TGIRT-seq libraries were constructed essentially as described (Nottingham et al. 2016; Qin et al. 2016). Briefly, total RNA from HEK293T cells or A549 cells was first ribo-depleted by using a RiboZero Gold (human/mouse/rat) kit (Illumina). The resulting ribo⁻ RNA was then either mock-treated or digested with 1 U of Terminator exonuclease (Epicentre) according to the manufacturer's instructions. Pretreated RNAs were then incubated with T4PNK (Epicentre) to remove 3′ phosphates or 2′,3′ cyclic phosphates, which inhibit TGIRT template switching (Mohr et al. 2013). Additionally, a subset of pretreated RNAs was fragmented prior to T4PNK treatment with an NEBNext Magnesium RNA fragmentation module (New England Biolabs) by incubating RNAs for 7 min at 94°C. RNA reaction cleanup used a modified version of the Zymo RNA Clean and Concentrator (Zymo Research) protocol (i.e., addition of eight sample volumes of ethanol to increase retention of very small RNA species).

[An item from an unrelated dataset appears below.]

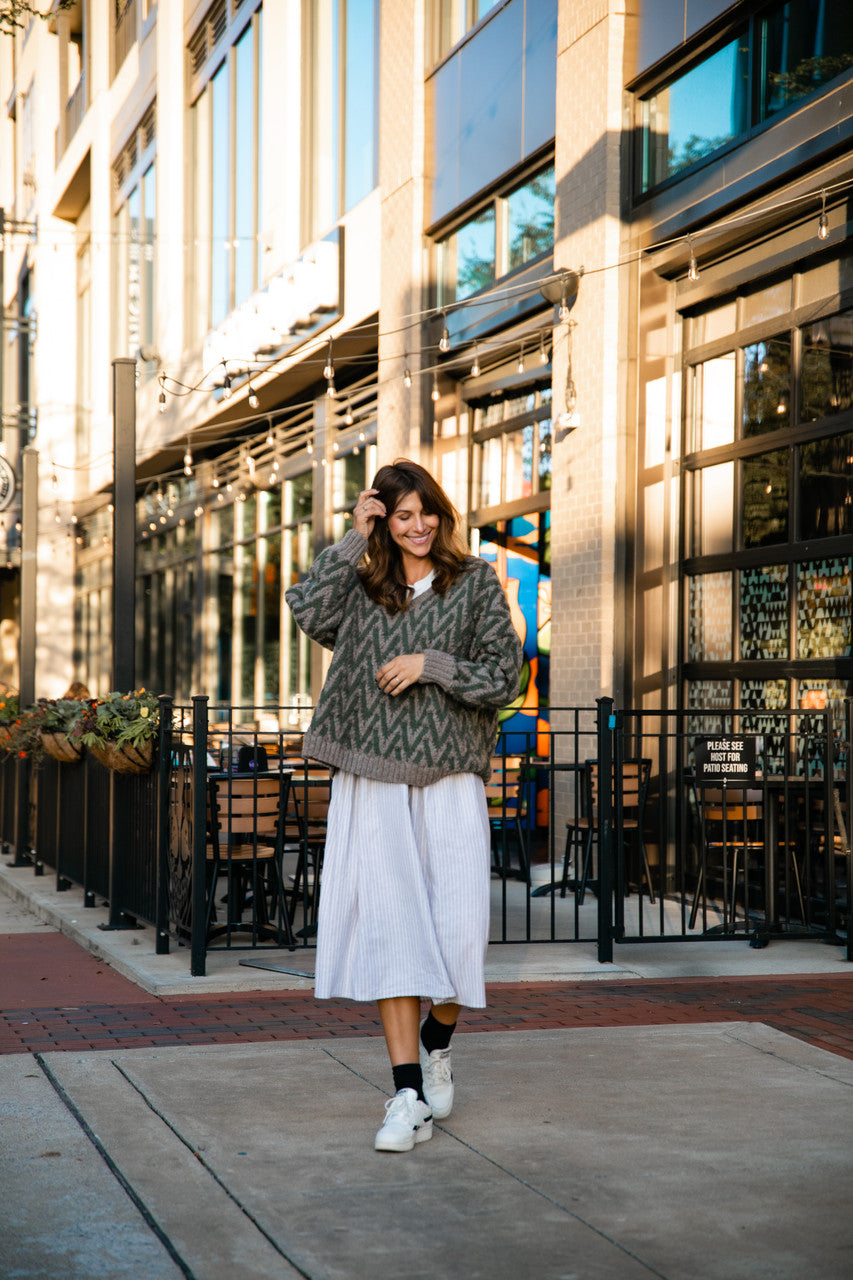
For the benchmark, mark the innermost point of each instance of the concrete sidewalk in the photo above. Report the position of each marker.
(689, 1151)
(714, 1152)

cDNAs were synthesized via TGIRT template switching with 1 µM purified TeI4c-ΔEn-MRF reverse transcriptase for 15 min at 60°C as described (Mohr et al. 2013; Qin et al. 2016). During synthesis, a DNA oligonucleotide containing the complement of an Illumina Read 2 sequencing primer-binding site was seamlessly linked to the 5′ cDNA end. After reaction cleanup, a DNA oligonucleotide containing the complement of an Illumina Read 1 sequencing primer-binding site was then ligated to the cDNA 3′ end by using thermostable 5′ AppDNA/RNA ligase (New England Biolabs). Properly ligated cDNAs were then amplified for 12 cycles of PCR in order to synthesize the second strand and add Illumina capture and index sequences. Libraries were size-selected with Ampure XP beads (Beckman-Coulter) and evaluated on an Agilent 2100 Bioanalyzer. TGIRT-seq libraries were sequenced on the Illumina NextSeq 500 platform (150-nt single-end reads) at the Genome Sequencing and Analysis Facility at the University of Texas at Austin.

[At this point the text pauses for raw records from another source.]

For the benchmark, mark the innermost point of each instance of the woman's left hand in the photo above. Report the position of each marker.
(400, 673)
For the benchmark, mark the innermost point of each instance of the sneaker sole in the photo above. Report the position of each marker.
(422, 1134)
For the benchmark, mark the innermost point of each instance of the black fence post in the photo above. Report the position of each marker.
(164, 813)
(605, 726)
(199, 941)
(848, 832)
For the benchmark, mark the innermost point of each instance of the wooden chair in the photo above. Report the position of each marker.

Reads were mapped to the University of California at Santa Cruz hg19 human genome reference sequence using Bowtie2 in local alignment mode (Langmead and Salzberg 2012). Read counts per RefSeq annotated gene were generated using the featureCounts program in the Subread package (Liao et al. 2014). To identify Alu-derived loci, mapped reads with an alignment score ≥200 and beginning ±3 nt from the 5′ end of RepeatMasker annotated Alu-derived sequences were counted, and only loci with one or more RPMM were included in the analysis (http:// www.repeatmasker.org). For isoform analysis, adaptor sequences were trimmed using CutAdapt (Martin 2011). Trimmed reads were mapped using HISAT2 (Pertea et al. 2016). The Cufflinks package was used to assemble and estimate transcript abundance using Gencode 24lift37 annotations (Trapnell et al. 2010). Plots were generated using the gnuplot package. All RNA-seq data can be accessed through NCBI BioProject PRJNA342202.